Gopher: In short, I'd summarize by saying that cognitive performance can be substantially improved with proper training. It is not rigidly constrained by innate, fixed abilities. Cognitive task analysis enables us to extract major cognitive skills in any task. Attention control and attention allocation strategies are critical determinants in performing at top level in complex, real-time decision environments. Those skills, and other associated ones, can be improved through training. Research shows that stand-alone, inexpensive PC-based training is effective to transfer and generalize performance.

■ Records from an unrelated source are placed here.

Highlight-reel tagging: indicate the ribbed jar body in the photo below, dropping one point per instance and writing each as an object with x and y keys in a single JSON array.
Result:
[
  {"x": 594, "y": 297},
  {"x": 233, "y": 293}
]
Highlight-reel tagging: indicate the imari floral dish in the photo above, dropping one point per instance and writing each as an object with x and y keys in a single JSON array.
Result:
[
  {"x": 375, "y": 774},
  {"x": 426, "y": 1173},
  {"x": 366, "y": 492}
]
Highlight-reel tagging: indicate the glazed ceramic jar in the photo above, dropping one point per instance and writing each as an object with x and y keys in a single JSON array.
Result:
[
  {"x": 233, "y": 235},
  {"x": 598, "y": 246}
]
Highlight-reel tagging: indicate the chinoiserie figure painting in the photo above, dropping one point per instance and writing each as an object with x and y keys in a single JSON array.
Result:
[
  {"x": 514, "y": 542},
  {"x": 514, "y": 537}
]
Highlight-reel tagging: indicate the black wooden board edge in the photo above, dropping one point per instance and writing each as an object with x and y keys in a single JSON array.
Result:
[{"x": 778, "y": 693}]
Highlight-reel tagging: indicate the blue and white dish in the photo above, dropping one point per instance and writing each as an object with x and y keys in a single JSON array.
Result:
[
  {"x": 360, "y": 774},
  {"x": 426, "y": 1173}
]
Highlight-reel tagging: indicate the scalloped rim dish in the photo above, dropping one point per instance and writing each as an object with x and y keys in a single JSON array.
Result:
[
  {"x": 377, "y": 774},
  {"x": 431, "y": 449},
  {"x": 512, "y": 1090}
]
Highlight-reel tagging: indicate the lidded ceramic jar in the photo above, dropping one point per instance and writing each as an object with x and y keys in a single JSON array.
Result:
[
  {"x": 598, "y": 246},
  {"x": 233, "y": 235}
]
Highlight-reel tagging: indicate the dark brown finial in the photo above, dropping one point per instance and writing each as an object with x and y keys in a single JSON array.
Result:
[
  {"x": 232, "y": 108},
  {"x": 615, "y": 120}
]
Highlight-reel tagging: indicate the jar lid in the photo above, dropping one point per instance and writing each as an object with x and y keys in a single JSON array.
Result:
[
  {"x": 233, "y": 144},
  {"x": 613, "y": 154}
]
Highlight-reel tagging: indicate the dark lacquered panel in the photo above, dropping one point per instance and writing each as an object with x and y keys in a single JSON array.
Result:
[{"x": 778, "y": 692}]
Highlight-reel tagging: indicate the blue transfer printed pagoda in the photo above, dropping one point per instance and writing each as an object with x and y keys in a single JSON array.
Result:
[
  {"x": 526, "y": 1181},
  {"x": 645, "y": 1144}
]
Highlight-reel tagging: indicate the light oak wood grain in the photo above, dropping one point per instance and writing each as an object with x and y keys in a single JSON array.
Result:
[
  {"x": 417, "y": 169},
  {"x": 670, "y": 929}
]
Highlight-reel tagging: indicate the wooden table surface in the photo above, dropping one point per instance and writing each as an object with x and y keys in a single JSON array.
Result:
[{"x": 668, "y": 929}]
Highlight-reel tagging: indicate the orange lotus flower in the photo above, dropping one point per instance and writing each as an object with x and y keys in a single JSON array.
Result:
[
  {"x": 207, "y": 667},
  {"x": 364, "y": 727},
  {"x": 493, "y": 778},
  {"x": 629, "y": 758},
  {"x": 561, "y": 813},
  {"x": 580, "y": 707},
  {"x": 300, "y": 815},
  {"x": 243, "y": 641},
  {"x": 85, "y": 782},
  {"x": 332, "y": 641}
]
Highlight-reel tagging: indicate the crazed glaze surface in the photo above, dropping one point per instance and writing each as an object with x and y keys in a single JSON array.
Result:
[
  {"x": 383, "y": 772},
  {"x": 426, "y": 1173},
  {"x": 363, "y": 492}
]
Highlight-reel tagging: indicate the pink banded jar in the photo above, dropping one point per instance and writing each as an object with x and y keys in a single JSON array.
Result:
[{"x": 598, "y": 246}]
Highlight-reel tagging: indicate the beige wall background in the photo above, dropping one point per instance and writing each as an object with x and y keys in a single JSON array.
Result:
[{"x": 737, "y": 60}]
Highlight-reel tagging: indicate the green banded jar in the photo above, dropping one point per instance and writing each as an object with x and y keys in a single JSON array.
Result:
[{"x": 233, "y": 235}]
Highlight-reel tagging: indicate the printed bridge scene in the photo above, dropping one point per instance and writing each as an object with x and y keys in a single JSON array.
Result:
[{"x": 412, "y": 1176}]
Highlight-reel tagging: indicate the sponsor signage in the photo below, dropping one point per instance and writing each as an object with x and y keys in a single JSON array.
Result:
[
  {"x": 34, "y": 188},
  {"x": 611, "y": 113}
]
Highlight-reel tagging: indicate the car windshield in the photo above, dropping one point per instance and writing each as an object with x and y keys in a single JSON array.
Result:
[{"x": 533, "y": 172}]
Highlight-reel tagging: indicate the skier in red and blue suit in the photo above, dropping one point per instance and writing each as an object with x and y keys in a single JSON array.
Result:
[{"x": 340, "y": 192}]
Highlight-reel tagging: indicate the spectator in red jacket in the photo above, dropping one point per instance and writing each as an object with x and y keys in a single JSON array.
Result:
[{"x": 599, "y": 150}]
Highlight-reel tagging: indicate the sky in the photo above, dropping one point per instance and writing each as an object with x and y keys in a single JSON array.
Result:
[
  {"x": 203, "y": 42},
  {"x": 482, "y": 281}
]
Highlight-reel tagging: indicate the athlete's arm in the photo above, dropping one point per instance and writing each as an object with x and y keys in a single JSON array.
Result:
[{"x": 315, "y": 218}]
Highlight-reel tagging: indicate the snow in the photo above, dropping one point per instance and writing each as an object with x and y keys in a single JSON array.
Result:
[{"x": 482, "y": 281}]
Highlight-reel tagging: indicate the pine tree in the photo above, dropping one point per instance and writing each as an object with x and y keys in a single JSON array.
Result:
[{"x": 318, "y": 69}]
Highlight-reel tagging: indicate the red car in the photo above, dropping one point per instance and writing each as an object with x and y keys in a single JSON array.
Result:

In other words: 1) Attention is a complex phenomenon comprised of 3 distinct processes; 2) The specific process of executive attention and the sub-tasks of attention allocation and control are critical to success in cognitively demanding environments, and 3) Inexpensive computer training has been shown to improve attention-related cognitive performance.
So should we all be using these cognitive training tools? And if so, which ones? Well, those are the questions that SharpBrains is trying to answer, and I encourage you to check out their research. The $20 Guide is aimed at laypeople like me with a general interest in neuroscience's implications for our own fields, and their $1,300 Market Report is aimed at analysts and others with a professional interest in the "brain fitness software market" (and bigger budgets.)
Again, full disclosure: I know Alvaro Fernandez personally from business school, and he loaned me a copy of the Guide. That said, there's no way I'd ever promote a company unless I truly found their products useful, and the Guide is the best high-level overview of the "brain fitness" field I've seen.